Ästhetisch hat XFCE (unter anderem in Xubuntu) gewiss Nachteile. Aus rein technisch-funktionaler Sicht ist der kleine Desktop bei der Leistenkonfiguration aber flexibler als KDE, Cinnamon oder die dafür kaum tauglichen Gnome, Budgie und Mate. Der Hauptvorteil liegt in der Fähigkeit, neben der Leistenbreite auch eine „Zeilenanzahl“ vorzugeben – also Symbole bei vertikaler Anlage nebeneinander zu positionieren.
Die Leistenoptionen erreichen Sie in den allgemeinen Einstellungen über den Punkt „Leiste“ oder direkt durch Rechtsklick auf die Leiste („Leiste –› Leisteneinstellungen“). Deaktivieren Sie unter „Anzeige“ die Option „Leiste sperren“. Setzen Sie dann unter „Anzeige –› Modus“ auf „Senkrecht“. XFCE wird die Leiste dann an den linken Bildschirmrand setzen.
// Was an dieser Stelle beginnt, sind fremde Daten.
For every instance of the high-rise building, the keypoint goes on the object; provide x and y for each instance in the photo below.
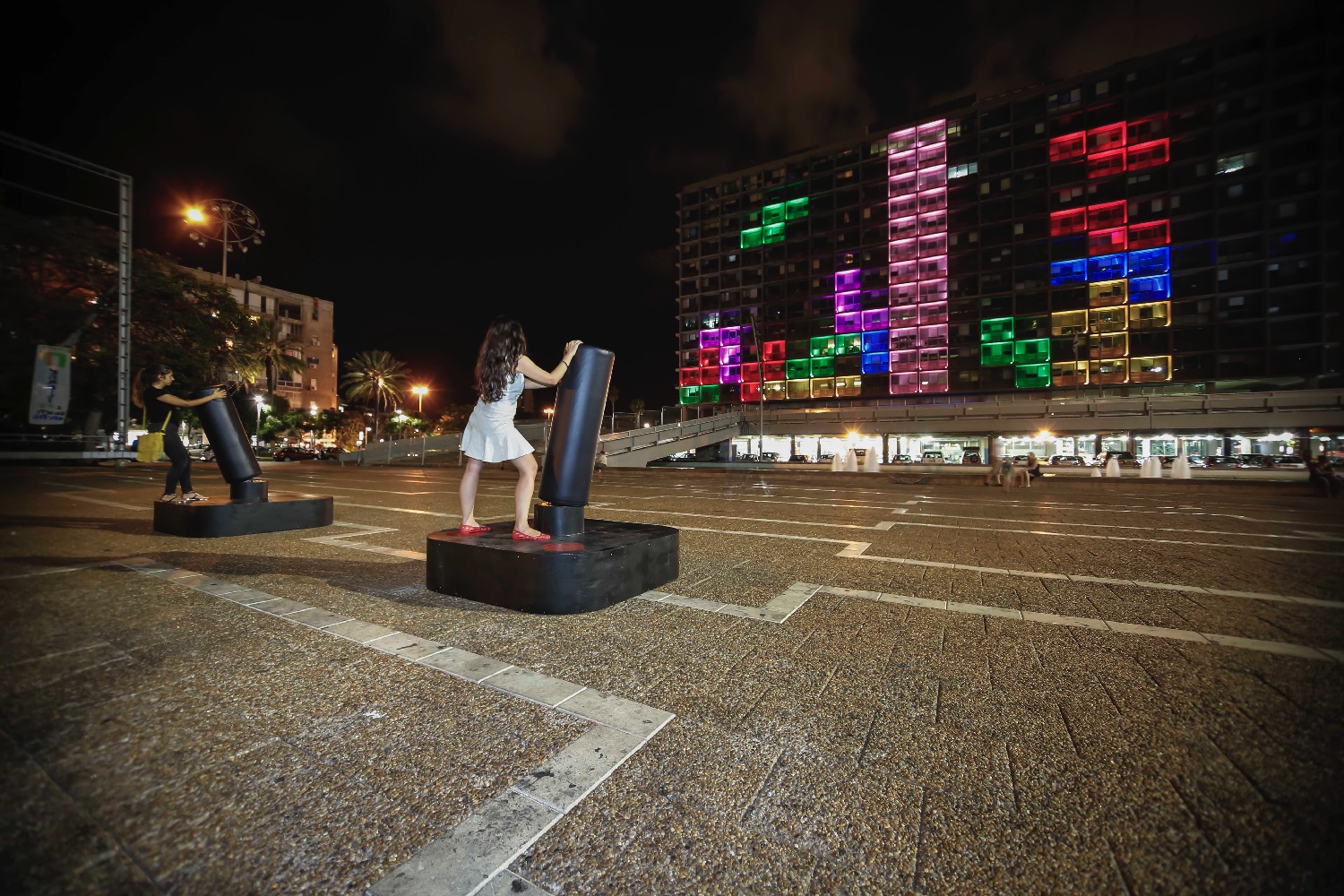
(1169, 223)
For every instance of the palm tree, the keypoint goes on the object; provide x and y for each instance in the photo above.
(271, 354)
(374, 375)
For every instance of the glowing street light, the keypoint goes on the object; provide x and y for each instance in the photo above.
(261, 406)
(226, 222)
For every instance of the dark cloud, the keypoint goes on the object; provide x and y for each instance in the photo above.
(801, 83)
(500, 78)
(1012, 46)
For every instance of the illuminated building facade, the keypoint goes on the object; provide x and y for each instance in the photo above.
(1169, 223)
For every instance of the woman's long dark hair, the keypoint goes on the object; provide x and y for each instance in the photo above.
(147, 375)
(497, 359)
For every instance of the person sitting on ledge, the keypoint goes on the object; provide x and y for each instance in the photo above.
(503, 371)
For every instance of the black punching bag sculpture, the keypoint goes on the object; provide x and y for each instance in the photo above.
(250, 509)
(588, 564)
(567, 473)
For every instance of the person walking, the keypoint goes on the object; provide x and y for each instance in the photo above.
(503, 371)
(150, 392)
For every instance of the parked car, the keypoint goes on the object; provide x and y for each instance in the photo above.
(293, 452)
(1125, 458)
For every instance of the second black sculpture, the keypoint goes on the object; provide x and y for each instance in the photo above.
(588, 564)
(252, 509)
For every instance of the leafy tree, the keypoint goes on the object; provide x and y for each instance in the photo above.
(375, 376)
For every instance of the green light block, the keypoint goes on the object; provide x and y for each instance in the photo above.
(996, 355)
(1031, 351)
(995, 330)
(1032, 376)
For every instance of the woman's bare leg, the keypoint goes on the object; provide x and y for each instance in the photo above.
(523, 492)
(467, 490)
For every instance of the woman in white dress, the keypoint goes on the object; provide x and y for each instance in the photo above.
(503, 371)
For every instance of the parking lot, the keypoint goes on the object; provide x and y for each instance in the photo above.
(859, 683)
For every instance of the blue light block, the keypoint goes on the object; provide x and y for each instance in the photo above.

Ist der rechte Rand gewünscht, können Sie die Leiste an den Anfassern ganz oben oder unten auf die andere Seite ziehen.
Im nach wie vor geöffneten Fenster „Leisteneinstellungen“ setzen Sie die „Anzahl der Zeilen“ auf „2“. Das sollte Platz für genügend Symbol-Controls bieten, kann aber auch noch erhöht werden. Die Größe der Symbole ist mit „Zeilengröße“ zu definieren und etwa mit 40 Pixeln anzusetzen. Eine „Randbreite“ von etlichen Pixeln nimmt den Symbolen die gepresste Anmutung und verbessert die Optik erheblich. Das weitere Register „Erscheinungsbild“ ist unabhängig von der vertikalen Leistenanordnung reine Geschmackssache.
Das dritte Register „Objekte“ hat gegenüber KDE oder Cinnamon den großen Vorteil, dass es die vorhandenen Applets in ihrer Anordnung anzeigt, mit „Hinzufügen“ weitere einbaut. Das „Uhr“-Applet (ganz unten) wird in jedem Fall eine Umstellung auf „Analog“ oder „LCD“ benötigen, weil sich das Applet nicht drehen lässt. Auch das Standardmenü „Whisker“ verdient nach Rechtsklick und „Eigenschaften“ eine Korrektur, wenn man es optimal in die zweizeilige Anordnung der Symbole einpassen will: Hier gibt es im Register „Aussehen“ die feinsinnige Option „Eine einzelne Leistenreihe benutzen“, die erst im Kontext dieser Aufgabenstellung so recht verständlich wird. Außerdem ist die Darstellungsoption als „Symbol“ ohne Texttitel zu wählen.
An Applets muss man bei zwei- oder gar dreizeiliger Leiste kaum sparen: Neben Menü, Starterfavoriten, Fensterknöpfe (Taskliste) und Systray-Standards sind auch ein „Arbeitsflächenumschalter“ und mehr unterzubringen.